JPS6032814A - Modified saturated polyester resin composition - Google Patents

Abstract

PURPOSE:To provide the titled composition giving a molded article having improved heat resistance without lowering the transparency, by mixing a saturated polyester resin with a compound having plural acryloyl groups, and irradiating the mixture with ionizing radiation. CONSTITUTION:The objective composition is prepared by mixing 100pts.wt. of a saturated polyester resin such as polyethylene terephthalate with preferably 1-10pts.wt. of a compound having >=2 acryloyl groups (preferably a compound having 3 acryloyl groups, e.g. trimethylolpropane triacrylate, pentaerythritol triacrylate, etc.), and irradiating the resultant mixture with ionizing radiation under a condition to give absorbed dose of 1-60Mrad.

Description

DETAILED DESCRIPTION OF THE INVENTION This invention relates to modified saturated polyester resin compositions. More specifically, the present invention relates to a modified saturated polyester resin composition that has improved heat resistance and maintains transparency.

In general, polyester resins, particularly polyethylene terephthalate (hereinafter abbreviated as PET), are widely used as fibers, films, and various molded products due to their excellent physical and chemical properties. In particular, molded containers made of PET have recently attracted attention because they have excellent properties such as mechanical strength, gas barrier properties, and transparency.
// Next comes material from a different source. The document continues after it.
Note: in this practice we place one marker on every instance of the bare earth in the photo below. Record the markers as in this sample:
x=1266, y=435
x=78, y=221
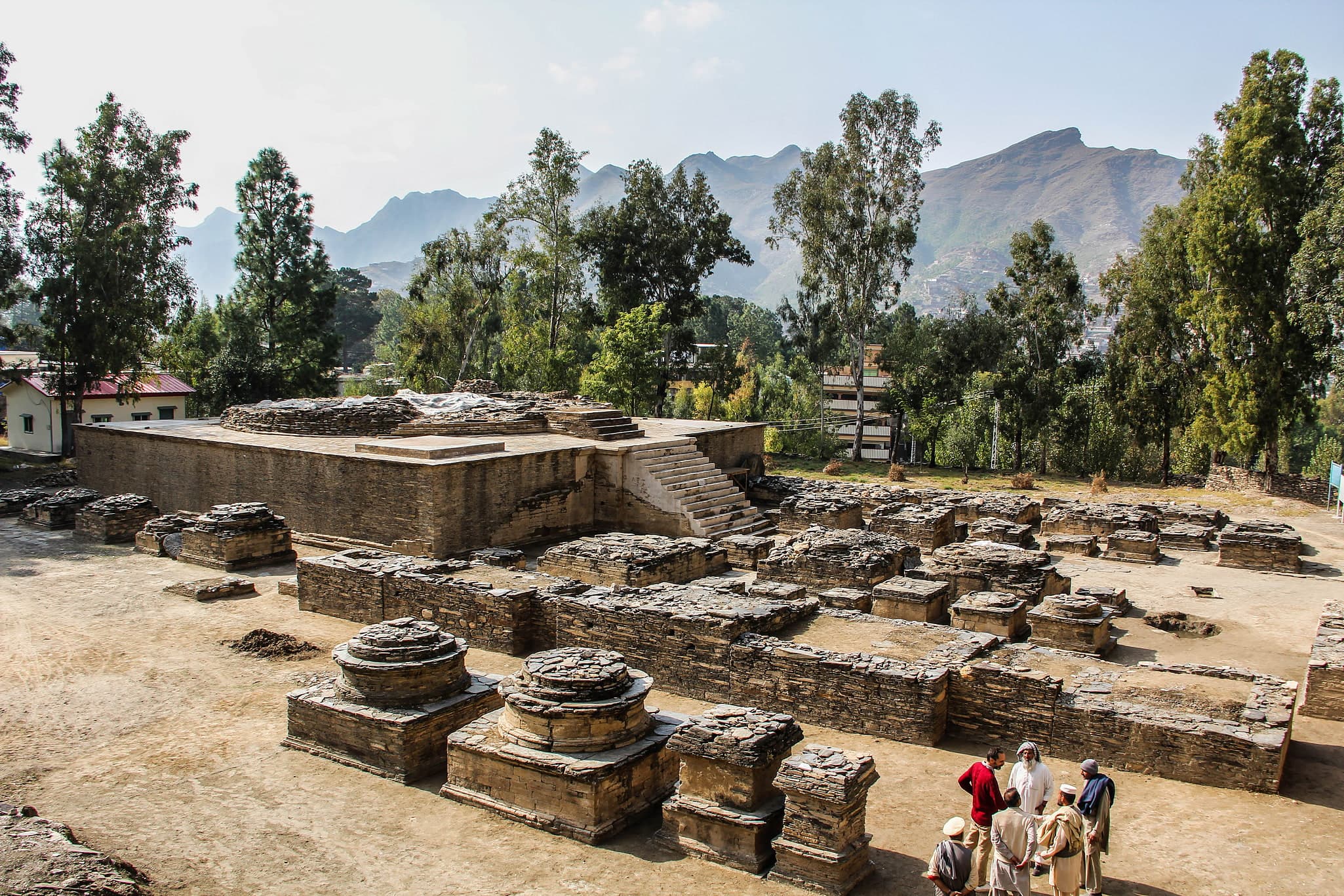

However, although various molded products using PET have the above-mentioned characteristics, their heat resistance is still insufficient, and improvement thereof has been desired for a long time.

Methods to improve heat resistance include maintaining the mold temperature at high humidity during conventional molding, and using compounds that promote the crystallization of saturated polyesters (e.g. benzoic acid, prephthalic acid, stearic acid, phosphonic acid, A method of adding an alkali metal salt of phosphinic acid, etc.) is known. However, the former method requires a long contact time with the mold, making it difficult to say that it is an industrially effective method for manufacturing molded products, and the latter method causes whitening of the preform, making stretch blow molding difficult. There were drawbacks such as the molding being difficult to form and the resulting molded product having an opaque appearance.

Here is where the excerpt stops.